Passion * Technology * Ruthless Competence

Wednesday, November 26, 2008

IronPython and Linq to XML Part 2: Screen Scraping

First, I need to convert the HTML list of Rock Band songs into a machine readable format. That means doing a little screen scraping. Originally, I used Beautiful Soup but I found that UnicodeDammit got confused on names like Blue Öyster Cult and Mötley Crüe. I’m guessing it’s broken because IronPython doesn’t have non-unicode strings.

Instead, I used SgmlReader to provide an XmlReader interface over the HTML, then queried that data via Linq to XML. I used the version of SgmlReader from MindTouch since they include a compiled binary and it seems to be the only active maintained version. I wrapped it all up in a function called load that loads HTML from either disk or the network (based on the URI scheme) into an XDocument.

def loadStream(streamreader):
  from System.Xml.Linq import XDocument
  from Sgml import SgmlReader
  
  reader = SgmlReader()
  reader.DocType = "HTML"
  reader.InputStream = streamreader
  return XDocument.Load(reader)
  
def load(url):
  from System import Uri
  from System.IO import StreamReader
  
  if isinstance(url, str):
    url = Uri(url)
  
  if url.Scheme == "file":
    from System.IO import File
    with File.OpenRead(url.LocalPath) as fs:
      with StreamReader(fs) as sr:
        return loadStream(sr)
  else:
    from System.Net import WebClient
    wc = WebClient()
    with wc.OpenRead(url) as ns:
      with StreamReader(ns) as sr:
        return loadStream(sr)

def parse(text):
  from System.IO import StringReader
  return loadStream(StringReader(text))

I call load, passing in the URL to the list of songs. The “official” Rock Band song page loads the actual content from a different page via AJAX, so I just load the actual list directly via my load function.

Once the HTML is loaded as an XDocument, I need a way to find the specific HTML nodes I was looking for. As I said earlier, XDocument uses Linq to XML – there is not other API for querying the XML tree. In the HTML, there’s a div tag with the id “content” that contains all the song rows as table row elements. I built a simple function that uses the LINQ Single method to find the tag by it’s id attribute value.

def FindById(node, id):
  def CheckId(n):
    a = n.Attribute('id')
    return a != None and a.Value == id
  
  return linq.Single(node.Descendants(), CheckId)

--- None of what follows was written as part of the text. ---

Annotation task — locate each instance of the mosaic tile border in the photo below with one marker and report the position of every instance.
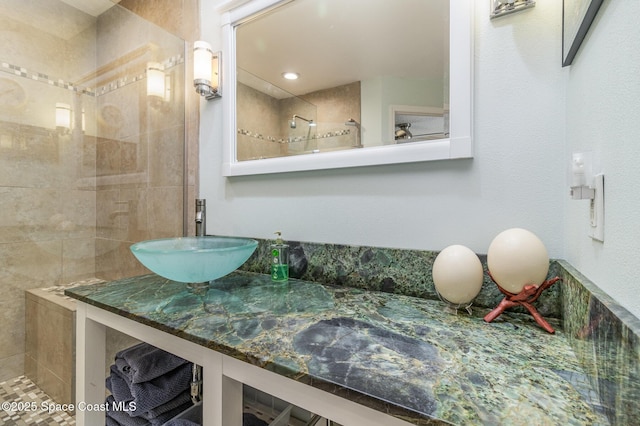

(Side note – I didn’t like the verbosity of the “a != None and a.Value == id” line of code, by XAttributes are not comparable by value. That is, I can’t write “node.Attribute(‘id’) == XAttribute(‘id’, id)”. And writing “node.Attribute(‘id’).Value == id” only works if every node has an id attribute. Not making XAttribute comparable by value seems like a strange design choice to me.)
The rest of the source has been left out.